To execute this project, the required Python packages are located in the environment.yml

Follow the Creating an environment from an environment.yml file instructions in the link for a guide on how to replicate the conda environment.

The Dataset

The project includes a script (user_posting_emulation.py) that simulates the flow of data points similar to those received by Pinterest's API during user data uploads. This data is stored in an AWS RDS database with the following tables:

  • pinterest_data: Data about posts being uploaded to Pinterest.
  • geolocation_data: Geolocated data related to each post.
  • user_data: Information about the users uploading the posts.

The script continuously cycles through random intervals, selecting rows from each table and compiling them into dictionaries for further processing.

Utilised Tools

alt text for screen readers

Apache Kafka

Apache Kafka is an event streaming platform used to process streaming data in real time.

AWS MSK (Amazon Managed Streaming for Apache Kafka)

Amazon MSK is a fully managed service for Apache Kafka, enabling the easy setup and management of Kafka clusters.

AWS MSK Connect

MSK Connect simplifies the process of streaming data to and from Apache Kafka clusters.

Kafka REST Proxy

The Confluent REST Proxy provides a RESTful interface to interact with Kafka clusters, allowing message production, consumption, and cluster administration via HTTP requests.

AWS API Gateway

Amazon API Gateway is a managed service that facilitates the creation, publication, maintenance, and security of APIs.

Apache Spark

Apache Spark is a powerful engine for data processing, enabling large-scale data engineering and machine learning.

PySpark

PySpark is the Python API for Apache Spark, used for real-time, distributed data processing.

Databricks

Databricks is a platform that provides tools for running Apache Spark applications, used in this project for batch and stream data processing.

Setup

Setting up the EC2 Instance & Apache Kafka

  1. Create a Key Pair File:

    • In the AWS console, generate a key-pair file for authentication.
  2. Configure Security Groups:

    • Create a security group with rules allowing HTTP, HTTPS, and SSH access.
  3. Launch an EC2 Instance:

    • Use the Amazon Linux 2 AMI to create an EC2 instance and install Kafka and IAM MSK authentication packages on the client EC2 machine.
  4. Configure Kafka Client Properties:

    • Modify the Kafka client properties to enable AWS IAM authentication. Client.properties should be configured in a similar manner to the image below to enable AWS IAM authentication and establish the connection between your EC2 alt text for screen readers
  5. Create MSK Clusters and Kafka Topics:

    • Set up Amazon MSK clusters and create Kafka topics for the three data tables.

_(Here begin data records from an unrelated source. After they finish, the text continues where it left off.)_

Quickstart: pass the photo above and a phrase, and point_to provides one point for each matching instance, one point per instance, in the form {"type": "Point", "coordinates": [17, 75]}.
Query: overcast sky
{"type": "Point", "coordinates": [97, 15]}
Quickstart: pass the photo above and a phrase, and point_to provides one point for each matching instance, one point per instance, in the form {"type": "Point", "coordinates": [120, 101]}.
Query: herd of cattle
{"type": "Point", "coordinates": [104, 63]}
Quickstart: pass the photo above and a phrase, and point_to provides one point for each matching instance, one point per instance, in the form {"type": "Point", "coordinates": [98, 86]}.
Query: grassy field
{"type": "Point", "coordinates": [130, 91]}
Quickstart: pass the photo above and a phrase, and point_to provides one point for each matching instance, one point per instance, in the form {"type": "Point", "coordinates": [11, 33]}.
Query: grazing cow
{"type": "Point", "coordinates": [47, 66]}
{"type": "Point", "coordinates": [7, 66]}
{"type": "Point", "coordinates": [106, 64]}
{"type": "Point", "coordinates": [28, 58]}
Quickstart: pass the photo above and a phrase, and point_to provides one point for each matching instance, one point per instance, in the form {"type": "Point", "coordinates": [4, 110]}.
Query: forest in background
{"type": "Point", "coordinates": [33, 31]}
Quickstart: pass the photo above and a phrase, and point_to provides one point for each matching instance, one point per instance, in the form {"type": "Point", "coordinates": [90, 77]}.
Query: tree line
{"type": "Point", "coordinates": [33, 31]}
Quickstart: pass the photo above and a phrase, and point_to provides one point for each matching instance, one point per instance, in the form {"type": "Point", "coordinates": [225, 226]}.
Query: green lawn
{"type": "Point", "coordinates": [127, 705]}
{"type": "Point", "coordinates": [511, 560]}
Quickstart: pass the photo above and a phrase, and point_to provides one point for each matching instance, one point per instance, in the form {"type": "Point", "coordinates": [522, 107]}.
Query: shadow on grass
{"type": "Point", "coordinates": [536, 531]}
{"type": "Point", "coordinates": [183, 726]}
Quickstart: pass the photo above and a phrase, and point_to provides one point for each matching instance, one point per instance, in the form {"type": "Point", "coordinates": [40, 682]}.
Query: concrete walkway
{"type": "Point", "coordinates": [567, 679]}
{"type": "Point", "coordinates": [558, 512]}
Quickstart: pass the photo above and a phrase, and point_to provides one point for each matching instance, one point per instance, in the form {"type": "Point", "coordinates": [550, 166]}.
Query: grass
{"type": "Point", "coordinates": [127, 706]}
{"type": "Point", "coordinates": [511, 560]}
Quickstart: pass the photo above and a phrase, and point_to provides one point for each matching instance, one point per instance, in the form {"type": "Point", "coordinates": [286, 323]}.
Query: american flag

Connecting MSK Cluster to an S3 Bucket

  1. Create an S3 Bucket:

    • Create an S3 bucket to store the data extracted from the MSK cluster.
  2. Create an IAM Role:

    • Set up an IAM role with permissions to write to the S3 bucket.
  3. Create a VPC Endpoint:

    • Establish a VPC endpoint to connect the MSK cluster directly to the S3 bucket.
  4. Set up MSK Connect:

    • Create a connector using a custom plug-in associated with the IAM role to stream data from MSK to the S3 bucket.

Configuring API in AWS API Gateway

  1. Create and Configure an API:
    • Set up a REST API in AWS API Gateway, create child resources, and configure methods to interact with the Kinesis streams.

Configuration of API Endpoints

API Endpoints

  1. Deploy the API:
    • Deploy the API to obtain an invoke URL, which is used to send data to the Kafka topics via the API.

Setting up Kafka REST Proxy on the EC2 Client

  1. Install Confluent Package:

    • Install the Confluent package for Kafka REST Proxy on the EC2 client machine.
  2. Configure the kafka-rest.properties:

    • Modify the properties file to specify the bootstrap server and IAM role, see an example below.

alt text for screen readers

  1. Deploy the REST Proxy API:
    • Deploy the API and use it to send data to Kafka topics.

Batch Processing

Data Cleaning

To perform batch processing:

  1. Mount the S3 Bucket in Databricks:

    • Mount the S3 bucket to Databricks and load the data into DataFrames.
  2. Clean the Data:

    • Use PySpark to clean the data by removing duplicates, renaming columns, handling null values, and converting data types.
  3. Automate Processing with MWAA:

    • Set up MWAA to trigger Databricks notebooks automatically, using a DAG file for scheduling.

Data Analysis

The batch_queries.ipynb notebook contains queries to analyze the cleaned data, providing insights such as popular Pinterest categories, follower counts, and user activity over time.

Stream Processing

Creating Data Streams with Kinesis

  1. Create Kinesis Streams:
    • Create three streams in Kinesis for the pin, geo, and user data.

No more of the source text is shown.